Simple SummaryThe tumor microenvironment (TME) is the complex and heterogenous ecosystem of solid tumors known to influence their growth and their progression. Besides tumor cells, the TME comprises a variety of host-derived cell types, ranging from endothelial cells to fibroblasts and immune cells. Clinical and experimental data are converging to indicate that platelets, originally known for their fundamental hemostatic function, also participate in tumor development and shaping of the TME. Considering the abundance of antiplatelet drugs, understanding if and how platelets contribute to the TME may lead to new therapeutic tools for improved cancer prevention and treatments.The tumor microenvironment (TME) has gained considerable interest because of its decisive impact on cancer progression, response to treatment, and disease recurrence. The TME can favor the proliferation, dissemination, and immune evasion of cancer cells. Likewise, there is accumulating evidence that intratumoral platelets could favor the development and aggressiveness of solid tumors, notably by influencing tumor cell phenotype and shaping the vascular and immune TME components.
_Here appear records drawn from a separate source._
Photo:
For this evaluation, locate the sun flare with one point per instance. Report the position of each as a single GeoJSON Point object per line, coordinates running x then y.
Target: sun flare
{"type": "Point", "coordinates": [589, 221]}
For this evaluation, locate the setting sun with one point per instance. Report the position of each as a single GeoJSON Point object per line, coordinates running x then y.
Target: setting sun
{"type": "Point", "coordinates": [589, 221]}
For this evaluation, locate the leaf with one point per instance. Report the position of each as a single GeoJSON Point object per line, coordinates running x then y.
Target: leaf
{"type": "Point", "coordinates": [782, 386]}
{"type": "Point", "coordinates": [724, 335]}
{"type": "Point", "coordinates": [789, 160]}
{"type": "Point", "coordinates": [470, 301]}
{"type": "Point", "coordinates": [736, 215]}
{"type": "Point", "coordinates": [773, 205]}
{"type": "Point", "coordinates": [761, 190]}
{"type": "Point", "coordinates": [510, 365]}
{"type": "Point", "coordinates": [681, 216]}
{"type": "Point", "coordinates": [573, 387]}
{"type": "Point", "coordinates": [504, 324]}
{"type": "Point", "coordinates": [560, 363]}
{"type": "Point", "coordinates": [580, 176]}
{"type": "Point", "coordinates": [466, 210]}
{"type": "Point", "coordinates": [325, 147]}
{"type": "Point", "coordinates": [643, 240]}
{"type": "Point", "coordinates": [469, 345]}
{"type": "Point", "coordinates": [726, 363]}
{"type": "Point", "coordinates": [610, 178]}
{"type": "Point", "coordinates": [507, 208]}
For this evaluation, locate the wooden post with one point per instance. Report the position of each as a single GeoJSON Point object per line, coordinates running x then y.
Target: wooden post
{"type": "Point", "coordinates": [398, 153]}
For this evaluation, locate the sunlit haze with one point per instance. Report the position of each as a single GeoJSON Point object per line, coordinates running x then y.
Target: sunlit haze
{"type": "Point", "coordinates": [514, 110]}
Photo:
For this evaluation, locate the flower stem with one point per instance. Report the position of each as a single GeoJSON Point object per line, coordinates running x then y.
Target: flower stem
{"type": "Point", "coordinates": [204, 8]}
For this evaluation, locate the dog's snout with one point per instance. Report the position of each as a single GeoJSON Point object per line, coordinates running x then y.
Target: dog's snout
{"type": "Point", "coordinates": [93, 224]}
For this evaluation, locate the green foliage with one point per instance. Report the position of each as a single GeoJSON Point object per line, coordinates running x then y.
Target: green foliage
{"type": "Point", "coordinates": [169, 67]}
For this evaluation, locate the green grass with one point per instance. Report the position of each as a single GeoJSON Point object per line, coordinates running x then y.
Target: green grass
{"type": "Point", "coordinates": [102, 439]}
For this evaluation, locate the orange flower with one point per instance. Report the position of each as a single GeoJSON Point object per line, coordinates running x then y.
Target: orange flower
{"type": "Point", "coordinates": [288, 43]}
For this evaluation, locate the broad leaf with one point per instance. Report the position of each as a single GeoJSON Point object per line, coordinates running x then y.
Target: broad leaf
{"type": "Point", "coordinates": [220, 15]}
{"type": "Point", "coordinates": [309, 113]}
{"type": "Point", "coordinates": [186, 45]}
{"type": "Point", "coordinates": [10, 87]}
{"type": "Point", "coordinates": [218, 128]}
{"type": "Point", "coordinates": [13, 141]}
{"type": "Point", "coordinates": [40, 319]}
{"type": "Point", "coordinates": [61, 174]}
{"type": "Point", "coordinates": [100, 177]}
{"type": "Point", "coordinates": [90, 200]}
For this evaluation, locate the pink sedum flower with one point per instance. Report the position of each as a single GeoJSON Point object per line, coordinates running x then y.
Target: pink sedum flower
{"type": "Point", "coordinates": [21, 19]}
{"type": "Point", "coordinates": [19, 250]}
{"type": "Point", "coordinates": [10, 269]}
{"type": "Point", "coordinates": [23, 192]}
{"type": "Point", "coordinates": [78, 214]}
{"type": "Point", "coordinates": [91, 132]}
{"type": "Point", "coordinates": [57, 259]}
Yet, in contrast to other tumor-associated cell types like macrophages and fibroblasts, platelets are still often overlooked as components of the TME. This might be due, in part, to a deficit in investigating and reporting the presence of platelets in the TME and its relationships with cancer characteristics. This review summarizes available evidence from clinical and animal studies supporting the notion that tumor-associated platelets are not incidental bystanders but instead integral and active components of the TME. A particular emphasis is given to the description of intratumoral platelets, as well as to the functional consequences and possible mechanisms of intratumoral platelet accumulation.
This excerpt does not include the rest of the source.